Please note that if you access our service using your NHS login details the identity verification services are managed by NHS Digital. NHS Digital is the controller for any personal information you provided to NHS Digital to get an NHS login account and verify your identity and uses that personal information solely for that single purpose. For this personal information, our role is a “processor” only and we must act under the instructions provided by NHS Digital (as the “controller”) when verifying your identity.
To see NHS Digital’s Privacy Notice and Terms and Conditions, please click here. This restriction does not apply to the personal information you provide to us separately.
What are your data protection rights?
We would like to make sure you are fully aware of all of your data protection rights. You are entitled, at any time, to:
- the right to access – you have the right to request copies of your personal data. We may charge you a small fee for this service.
- the right to rectification – you have the right to request that we correct any information you believe is inaccurate. You also have the right to request we complete the information you believe is incomplete.
- the right to erasure – you have the right to request that we erase your personal data, under certain conditions.
- the right to restrict processing – you have the right to request that we restrict the processing of your personal data, under certain conditions.

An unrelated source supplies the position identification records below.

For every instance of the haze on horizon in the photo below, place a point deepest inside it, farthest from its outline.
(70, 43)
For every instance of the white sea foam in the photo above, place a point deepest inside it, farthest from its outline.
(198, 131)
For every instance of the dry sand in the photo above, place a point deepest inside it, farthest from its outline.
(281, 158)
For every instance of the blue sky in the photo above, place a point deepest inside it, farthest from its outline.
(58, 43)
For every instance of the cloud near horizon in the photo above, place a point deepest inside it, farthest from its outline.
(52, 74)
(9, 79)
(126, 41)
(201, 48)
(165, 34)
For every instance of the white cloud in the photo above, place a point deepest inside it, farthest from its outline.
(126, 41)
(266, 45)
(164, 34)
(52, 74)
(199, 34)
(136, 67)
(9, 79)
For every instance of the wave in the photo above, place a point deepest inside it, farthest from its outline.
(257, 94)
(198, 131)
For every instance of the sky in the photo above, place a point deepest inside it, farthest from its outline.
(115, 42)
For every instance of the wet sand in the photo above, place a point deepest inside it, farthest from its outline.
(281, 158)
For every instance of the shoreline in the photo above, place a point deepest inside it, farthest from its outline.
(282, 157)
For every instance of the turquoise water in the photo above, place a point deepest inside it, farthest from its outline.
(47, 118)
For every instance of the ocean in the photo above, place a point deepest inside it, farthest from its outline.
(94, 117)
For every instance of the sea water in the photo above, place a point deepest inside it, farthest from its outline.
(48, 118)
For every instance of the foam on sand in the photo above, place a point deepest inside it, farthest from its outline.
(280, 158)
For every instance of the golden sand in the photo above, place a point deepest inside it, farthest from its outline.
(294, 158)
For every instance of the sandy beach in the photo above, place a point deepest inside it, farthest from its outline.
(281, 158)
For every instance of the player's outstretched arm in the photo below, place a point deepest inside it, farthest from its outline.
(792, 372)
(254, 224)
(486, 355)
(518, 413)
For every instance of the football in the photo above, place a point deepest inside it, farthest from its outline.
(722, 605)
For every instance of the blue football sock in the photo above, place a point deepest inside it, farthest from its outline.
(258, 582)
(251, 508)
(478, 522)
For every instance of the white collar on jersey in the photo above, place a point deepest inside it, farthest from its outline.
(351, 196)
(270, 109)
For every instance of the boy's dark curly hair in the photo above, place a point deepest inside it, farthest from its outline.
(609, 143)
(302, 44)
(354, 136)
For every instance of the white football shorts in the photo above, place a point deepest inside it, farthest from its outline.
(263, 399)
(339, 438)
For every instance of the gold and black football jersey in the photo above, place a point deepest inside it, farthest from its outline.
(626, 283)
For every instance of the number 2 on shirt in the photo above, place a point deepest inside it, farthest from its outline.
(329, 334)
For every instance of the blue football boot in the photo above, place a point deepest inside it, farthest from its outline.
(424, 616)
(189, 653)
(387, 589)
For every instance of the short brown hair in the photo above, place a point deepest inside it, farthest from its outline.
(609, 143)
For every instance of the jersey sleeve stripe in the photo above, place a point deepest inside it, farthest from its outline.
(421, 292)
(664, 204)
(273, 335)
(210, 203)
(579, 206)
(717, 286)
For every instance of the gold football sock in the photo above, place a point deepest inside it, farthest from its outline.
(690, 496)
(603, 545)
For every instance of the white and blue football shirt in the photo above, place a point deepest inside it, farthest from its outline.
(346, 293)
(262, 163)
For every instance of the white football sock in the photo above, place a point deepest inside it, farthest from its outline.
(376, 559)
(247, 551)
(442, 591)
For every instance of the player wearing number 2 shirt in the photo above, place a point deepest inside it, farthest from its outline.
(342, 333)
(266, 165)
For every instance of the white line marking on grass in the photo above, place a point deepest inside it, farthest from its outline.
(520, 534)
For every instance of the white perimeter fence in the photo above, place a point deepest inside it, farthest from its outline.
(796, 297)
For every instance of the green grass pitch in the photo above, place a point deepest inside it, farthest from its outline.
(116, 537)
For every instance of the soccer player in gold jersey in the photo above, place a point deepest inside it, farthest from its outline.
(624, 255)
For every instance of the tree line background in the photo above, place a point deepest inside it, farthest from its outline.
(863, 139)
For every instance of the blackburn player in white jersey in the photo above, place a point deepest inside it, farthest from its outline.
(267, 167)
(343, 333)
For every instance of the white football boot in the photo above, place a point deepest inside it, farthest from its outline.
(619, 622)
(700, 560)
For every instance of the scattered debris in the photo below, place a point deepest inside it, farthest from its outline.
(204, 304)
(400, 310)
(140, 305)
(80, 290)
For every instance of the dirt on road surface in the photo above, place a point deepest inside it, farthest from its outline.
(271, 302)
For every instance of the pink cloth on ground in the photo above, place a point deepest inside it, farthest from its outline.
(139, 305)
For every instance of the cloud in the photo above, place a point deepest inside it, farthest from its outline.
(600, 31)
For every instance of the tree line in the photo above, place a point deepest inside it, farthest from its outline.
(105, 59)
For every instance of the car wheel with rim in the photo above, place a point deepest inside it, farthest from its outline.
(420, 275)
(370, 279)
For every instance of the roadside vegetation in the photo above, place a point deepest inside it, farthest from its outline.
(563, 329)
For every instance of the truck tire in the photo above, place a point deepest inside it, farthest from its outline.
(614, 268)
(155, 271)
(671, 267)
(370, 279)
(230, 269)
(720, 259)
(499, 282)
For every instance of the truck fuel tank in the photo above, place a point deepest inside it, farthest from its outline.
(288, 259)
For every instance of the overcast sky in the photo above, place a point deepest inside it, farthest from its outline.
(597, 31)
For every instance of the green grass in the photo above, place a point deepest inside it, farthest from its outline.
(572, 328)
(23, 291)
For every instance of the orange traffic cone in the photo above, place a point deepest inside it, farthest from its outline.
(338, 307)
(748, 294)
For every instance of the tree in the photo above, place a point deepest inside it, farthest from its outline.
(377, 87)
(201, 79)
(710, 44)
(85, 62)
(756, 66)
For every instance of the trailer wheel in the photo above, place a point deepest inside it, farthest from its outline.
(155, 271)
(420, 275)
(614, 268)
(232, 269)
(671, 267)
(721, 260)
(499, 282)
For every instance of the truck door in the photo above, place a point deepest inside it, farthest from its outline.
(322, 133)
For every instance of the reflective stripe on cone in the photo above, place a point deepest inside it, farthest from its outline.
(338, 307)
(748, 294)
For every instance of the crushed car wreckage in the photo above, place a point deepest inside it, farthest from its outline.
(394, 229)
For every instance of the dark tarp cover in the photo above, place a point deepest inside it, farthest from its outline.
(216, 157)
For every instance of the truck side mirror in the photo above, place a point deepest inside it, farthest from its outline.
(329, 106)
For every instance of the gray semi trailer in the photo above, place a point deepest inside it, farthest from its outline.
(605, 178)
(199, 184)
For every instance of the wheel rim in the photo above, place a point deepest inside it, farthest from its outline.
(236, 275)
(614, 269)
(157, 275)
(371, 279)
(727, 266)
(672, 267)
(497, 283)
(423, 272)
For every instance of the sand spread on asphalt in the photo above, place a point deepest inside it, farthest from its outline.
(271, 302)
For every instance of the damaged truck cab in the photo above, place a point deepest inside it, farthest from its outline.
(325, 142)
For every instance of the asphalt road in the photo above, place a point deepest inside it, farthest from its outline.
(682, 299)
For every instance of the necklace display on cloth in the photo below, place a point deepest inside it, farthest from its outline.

- the right to object to processing – you have the right to object to our processing of your personal data, under certain conditions.
- the right to data portability – you have the right to request that we transfer the data that we have collected to another organization, or directly to you, under certain conditions.
You have additional rights under the General Data Protection Regulations, the two main ones are:
- The right to withdraw consent
- The right to request that you are not subject to a decision based solely on automated processing (note this is not relevant to this service)
Please note our Cookie pop up will appear every 30 days to enable you to review and change your choices if you wish.
If you make a request, we will aim to get back to you as soon as possible but will respond within one month, dependent on the complexity of the request.
If you would like to exercise any of these rights, including your withdrawal for your consent to your data to be processed, please contact us at our email: firstname.lastname@example.org or by using the ‘Contact Us‘ form. Note exercising these rights relates to the data retained or processed by MWDH Ltd only. For detailed data protection queries, you may be directed to your GP practice or your local Data Controller, with who we will partner to support your request.
If you wish to opt-out of the MWD service or unsubscribe from our Newsletter, please notify us via the ‘Contact Us‘ form and your information will be promptly and securely removed from our system.
How to Contact us?
In the event of any personal data breach or security incident, we will inform you of any serious adverse consequences without undue delay. We will also inform the ICO, within 72 hours, where required and document all evidence.
MWDH control your self-input or other direct updates to your personal data. For more detailed queries you may be passed to the Data Protection Officer in your region.
Any clinical questions must be directed to your local healthcare team.
How to Contact the appropriate authorities?
Should you wish to report a complaint or if you feel that we have not addressed your concern in a satisfactory manner, you may contact the Information Commissioner’s Office.